When Yao entered, her footsteps silent on the wet floor, Sang Jiu glanced up, her expression unreadable. "Lang Hao will live," she said quietly, "but the child… there may be complications."
Yao's throat tightened. She knelt, her gaze fixed on Lang Hao's pale face. The woman's eyes were closed, her breathing shallow, blood trickling from her ears. She looked achingly young, her vulnerability a stark contrast to the ferocity she had displayed earlier.
"Thank you," Yao whispered, her voice rough.
Sang Jiu's lips curved faintly. "No need. You've already repaid me by wiping the smirk off that insufferable Liu Sanxiang's face."
Yao almost smiled, but then Lang Hao's eyes fluttered open. They were dark, deep pools of pain and something else—something haunted. Her gaze drifted to Yao's wrist, where a thin cut bled sluggishly.
"Oakes," Lang Hao murmured, her voice a thread of sound. "You're hurt."
Yao glanced down. It was nothing—a scratch. She healed it with a thought, but Lang Hao's concern lingered in the air, tender and unexpected. When Lang Hao began to withdraw her hand, Yao reached out, her fingers gently closing around the other woman's. It was a small gesture, but in that moment, it felt like an anchor in the chaos.
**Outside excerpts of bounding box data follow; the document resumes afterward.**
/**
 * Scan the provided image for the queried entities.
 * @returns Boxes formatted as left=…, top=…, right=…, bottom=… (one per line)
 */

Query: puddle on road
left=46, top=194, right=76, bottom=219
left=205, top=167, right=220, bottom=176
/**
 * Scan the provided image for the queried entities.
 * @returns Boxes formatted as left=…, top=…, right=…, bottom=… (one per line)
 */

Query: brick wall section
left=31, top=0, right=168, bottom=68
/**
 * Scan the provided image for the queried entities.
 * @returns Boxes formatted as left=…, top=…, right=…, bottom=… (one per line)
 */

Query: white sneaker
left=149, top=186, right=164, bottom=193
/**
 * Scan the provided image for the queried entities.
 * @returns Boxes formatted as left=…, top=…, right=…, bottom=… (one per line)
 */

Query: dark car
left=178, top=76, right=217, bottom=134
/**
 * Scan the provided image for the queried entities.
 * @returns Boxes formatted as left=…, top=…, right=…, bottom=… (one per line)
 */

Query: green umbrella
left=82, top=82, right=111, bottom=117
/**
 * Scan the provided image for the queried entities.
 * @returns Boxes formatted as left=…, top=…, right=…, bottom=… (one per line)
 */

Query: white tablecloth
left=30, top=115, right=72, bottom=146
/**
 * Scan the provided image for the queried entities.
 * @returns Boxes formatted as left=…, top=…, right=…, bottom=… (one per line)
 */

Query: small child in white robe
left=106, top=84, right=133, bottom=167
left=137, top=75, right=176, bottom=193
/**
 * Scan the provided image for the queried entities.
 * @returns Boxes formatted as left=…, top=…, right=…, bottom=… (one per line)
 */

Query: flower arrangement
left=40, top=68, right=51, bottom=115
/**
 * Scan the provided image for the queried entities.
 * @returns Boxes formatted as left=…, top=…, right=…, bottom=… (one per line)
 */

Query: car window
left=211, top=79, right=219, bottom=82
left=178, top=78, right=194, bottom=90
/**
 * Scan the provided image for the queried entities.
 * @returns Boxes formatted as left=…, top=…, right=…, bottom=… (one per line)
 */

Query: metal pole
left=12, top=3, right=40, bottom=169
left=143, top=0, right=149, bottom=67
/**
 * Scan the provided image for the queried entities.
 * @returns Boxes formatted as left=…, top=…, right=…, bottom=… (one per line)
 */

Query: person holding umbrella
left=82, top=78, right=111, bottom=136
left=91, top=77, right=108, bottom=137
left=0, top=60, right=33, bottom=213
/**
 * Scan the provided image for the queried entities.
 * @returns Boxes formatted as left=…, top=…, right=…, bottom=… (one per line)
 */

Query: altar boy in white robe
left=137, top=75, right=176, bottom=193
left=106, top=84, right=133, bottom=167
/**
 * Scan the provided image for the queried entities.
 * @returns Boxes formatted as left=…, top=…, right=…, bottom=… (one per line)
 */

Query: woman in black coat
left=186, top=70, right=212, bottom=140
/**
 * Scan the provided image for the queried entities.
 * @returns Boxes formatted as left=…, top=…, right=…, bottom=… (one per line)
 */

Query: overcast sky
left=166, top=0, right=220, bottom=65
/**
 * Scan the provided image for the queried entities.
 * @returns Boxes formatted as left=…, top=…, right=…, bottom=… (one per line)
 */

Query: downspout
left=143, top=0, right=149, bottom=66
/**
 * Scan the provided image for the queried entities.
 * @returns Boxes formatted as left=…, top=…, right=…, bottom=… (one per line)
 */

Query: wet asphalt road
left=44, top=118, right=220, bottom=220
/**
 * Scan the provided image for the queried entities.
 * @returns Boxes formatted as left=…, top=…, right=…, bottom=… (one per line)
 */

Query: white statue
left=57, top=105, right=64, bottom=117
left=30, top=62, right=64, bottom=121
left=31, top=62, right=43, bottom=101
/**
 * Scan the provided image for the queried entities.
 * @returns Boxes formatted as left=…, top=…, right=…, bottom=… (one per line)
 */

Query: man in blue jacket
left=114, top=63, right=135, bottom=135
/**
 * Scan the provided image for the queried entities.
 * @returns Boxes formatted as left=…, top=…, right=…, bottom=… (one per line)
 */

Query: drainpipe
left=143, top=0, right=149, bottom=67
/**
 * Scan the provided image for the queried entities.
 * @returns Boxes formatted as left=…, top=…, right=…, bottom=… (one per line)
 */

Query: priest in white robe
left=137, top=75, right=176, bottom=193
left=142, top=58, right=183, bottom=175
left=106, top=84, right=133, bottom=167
Sang Jiu looked away, her expression uncharacteristically soft. Perhaps even legends have their weaknesses, Yao thought.
Soon, the rest arrived—Fu Jiang, his face ashen with relief; the Fu sisters, weeping as they hurried in, trailed by flustered shop assistants clutching bags of lingerie that spilled across the floor in a riot of silk and lace. One piece landed squarely on Wei Mingtang's shoe. She picked it up, her eyebrows raised, and handed it to Yao without a word.
Yao took it, along with the others, and paid for them all without complaint. If she was going to play the part of the scoundrel, she might as well do it with style.
As she stood there, surrounded by the wreckage of battle and the tangled lives of those caught in its wake, she allowed herself a faint, wry smile.
Sometimes, she thought, it's the broken things that shine the brightest.
And in that moment, covered in blood and holding a bag of expensive lingerie, she understood—perfection was overrated. It was the flaws, the scars, the beautifully imperfect fragments of life, that made it all worth fighting for.